In the middle of researching these topics, a major event started taking place in Sri Lanka. Driven by an economic crisis that left Sri Lankans without electricity, fuel, gas, and inflation, Sri Lankans took to the streets to protest against the current President and his family known as the ‘Rajapaksa Regime’ as nepotism while heavily utilised.
A peaceful protest with no violence, rioting, or looting, the protestors are keeping it alive with song, dance, humour, and creativity. Unlike previous protests, heavily organised by the government with a majority of Boomer and Gen X attendance, this protest saw a heavy incoming of Gen Y and Gen Z. Sri Lanka, being attacked by old conditioning, started to retaliate with younger creativity. This experience has been a conditioning disrupter to parts of my thinking that have been conditioned by the previous generations.
My question here is who is teaching them all this as this way of thinking is definitely not taught at schools or in the local media.
Based on the current research, the area I’m looking at is the education received outside of the curriculum with the main stakeholders being parents and teachers by profession to open a two-way communication with Gen Z. Under the idea that ‘it takes a village’, I would like to aim at opening up a constructive dialogue between those who are the key personals in that village.
What: Younger generations should not be hating who they are, their surroundings, or where their lives are heading.
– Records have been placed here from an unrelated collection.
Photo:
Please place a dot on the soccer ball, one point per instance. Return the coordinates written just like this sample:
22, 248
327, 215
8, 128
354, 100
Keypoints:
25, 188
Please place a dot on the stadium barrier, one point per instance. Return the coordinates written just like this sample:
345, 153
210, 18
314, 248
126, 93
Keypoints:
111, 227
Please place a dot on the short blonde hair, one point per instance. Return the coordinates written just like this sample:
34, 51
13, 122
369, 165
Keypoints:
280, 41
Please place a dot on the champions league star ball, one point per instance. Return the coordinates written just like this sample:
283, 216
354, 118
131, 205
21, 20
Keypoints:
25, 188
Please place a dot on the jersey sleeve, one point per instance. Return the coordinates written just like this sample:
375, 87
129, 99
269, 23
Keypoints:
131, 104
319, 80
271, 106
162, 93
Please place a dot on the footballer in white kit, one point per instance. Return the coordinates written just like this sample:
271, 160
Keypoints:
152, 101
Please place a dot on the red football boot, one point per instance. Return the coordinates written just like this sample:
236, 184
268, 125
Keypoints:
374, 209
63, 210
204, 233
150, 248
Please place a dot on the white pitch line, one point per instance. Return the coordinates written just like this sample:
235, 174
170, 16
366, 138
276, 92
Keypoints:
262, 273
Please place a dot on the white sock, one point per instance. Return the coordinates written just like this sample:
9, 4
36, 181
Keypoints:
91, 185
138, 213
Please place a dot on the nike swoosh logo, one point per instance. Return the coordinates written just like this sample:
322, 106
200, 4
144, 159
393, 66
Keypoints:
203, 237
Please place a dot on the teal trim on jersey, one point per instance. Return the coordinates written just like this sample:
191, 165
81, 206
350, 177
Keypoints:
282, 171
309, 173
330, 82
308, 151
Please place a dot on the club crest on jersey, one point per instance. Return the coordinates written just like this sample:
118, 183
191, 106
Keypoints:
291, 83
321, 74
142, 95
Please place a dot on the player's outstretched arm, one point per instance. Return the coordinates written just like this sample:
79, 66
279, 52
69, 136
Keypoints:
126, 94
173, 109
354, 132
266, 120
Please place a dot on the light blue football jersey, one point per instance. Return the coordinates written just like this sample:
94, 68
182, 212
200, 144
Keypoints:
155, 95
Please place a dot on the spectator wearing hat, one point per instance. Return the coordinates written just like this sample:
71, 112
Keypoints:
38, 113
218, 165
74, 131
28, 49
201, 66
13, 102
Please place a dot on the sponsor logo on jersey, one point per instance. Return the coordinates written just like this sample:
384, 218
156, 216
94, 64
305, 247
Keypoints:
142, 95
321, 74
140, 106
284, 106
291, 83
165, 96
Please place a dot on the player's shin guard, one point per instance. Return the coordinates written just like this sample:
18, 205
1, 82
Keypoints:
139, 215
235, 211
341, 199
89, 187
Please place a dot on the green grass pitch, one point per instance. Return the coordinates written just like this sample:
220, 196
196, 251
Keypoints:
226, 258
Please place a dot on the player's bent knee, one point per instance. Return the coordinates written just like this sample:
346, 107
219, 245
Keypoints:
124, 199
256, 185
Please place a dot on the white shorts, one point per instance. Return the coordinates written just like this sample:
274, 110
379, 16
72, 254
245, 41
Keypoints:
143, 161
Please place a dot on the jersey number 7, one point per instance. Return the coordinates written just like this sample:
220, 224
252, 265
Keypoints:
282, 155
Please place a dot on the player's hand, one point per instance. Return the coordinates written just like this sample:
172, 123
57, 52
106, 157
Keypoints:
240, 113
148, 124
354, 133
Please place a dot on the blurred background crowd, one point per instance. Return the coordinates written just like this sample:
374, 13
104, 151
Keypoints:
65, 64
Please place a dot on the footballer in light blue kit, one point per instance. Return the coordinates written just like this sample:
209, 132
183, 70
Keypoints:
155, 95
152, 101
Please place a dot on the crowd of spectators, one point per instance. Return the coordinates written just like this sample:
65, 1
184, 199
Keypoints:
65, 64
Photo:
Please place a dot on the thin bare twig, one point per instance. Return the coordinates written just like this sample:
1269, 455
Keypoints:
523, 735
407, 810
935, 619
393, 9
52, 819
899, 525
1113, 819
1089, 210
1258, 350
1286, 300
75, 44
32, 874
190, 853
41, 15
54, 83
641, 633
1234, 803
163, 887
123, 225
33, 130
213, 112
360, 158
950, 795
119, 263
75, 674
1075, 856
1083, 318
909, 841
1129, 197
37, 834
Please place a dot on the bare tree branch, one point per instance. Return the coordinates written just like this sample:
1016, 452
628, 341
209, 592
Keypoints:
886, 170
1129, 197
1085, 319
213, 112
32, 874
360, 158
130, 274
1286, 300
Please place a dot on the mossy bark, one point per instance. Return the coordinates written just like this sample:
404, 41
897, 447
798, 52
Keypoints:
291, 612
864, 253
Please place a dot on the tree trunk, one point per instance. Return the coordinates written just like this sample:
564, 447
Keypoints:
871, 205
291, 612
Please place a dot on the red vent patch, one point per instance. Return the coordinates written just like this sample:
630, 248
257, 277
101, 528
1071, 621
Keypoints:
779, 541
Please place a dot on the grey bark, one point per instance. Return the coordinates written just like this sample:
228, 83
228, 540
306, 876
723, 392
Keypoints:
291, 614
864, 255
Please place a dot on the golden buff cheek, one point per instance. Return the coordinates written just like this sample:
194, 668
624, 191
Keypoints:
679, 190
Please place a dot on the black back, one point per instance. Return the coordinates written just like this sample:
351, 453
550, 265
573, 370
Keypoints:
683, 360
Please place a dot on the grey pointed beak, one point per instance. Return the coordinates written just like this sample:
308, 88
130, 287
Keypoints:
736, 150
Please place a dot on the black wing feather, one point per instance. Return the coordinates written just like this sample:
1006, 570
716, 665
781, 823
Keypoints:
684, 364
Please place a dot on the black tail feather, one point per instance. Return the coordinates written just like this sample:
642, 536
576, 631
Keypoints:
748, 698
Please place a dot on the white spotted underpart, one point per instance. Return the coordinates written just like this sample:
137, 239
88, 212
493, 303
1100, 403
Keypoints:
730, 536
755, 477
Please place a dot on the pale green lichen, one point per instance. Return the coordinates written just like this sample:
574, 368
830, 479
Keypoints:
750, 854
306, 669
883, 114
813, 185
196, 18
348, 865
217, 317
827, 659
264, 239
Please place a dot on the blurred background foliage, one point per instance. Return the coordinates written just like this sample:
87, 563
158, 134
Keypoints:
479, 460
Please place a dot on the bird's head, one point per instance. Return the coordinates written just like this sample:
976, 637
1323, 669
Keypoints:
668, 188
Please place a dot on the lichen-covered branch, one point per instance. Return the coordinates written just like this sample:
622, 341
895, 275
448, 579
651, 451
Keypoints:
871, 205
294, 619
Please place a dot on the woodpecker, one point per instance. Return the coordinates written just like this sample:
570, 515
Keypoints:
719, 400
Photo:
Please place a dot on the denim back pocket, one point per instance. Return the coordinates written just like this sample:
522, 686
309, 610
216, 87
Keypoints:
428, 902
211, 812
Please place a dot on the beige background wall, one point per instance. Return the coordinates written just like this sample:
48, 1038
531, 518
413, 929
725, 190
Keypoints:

Who: There should be a certain change happening between generations where they make space to understand each other and instill the traditions that are rational to keep and understand the ‘culture’ that is now.
Where: The village it takes to raise a child. Focusing mainly those responsible for giving an education outside the school system.
Why: More and more Gen Z students are jaded about their current lives and where their future is going.
How: Currently, based on my observations in the classroom and interview findings, I am looking at four areas that could be used to drive this intention; empathy, adaptability, curiosity, and being global citizens with Sri Lankan roots.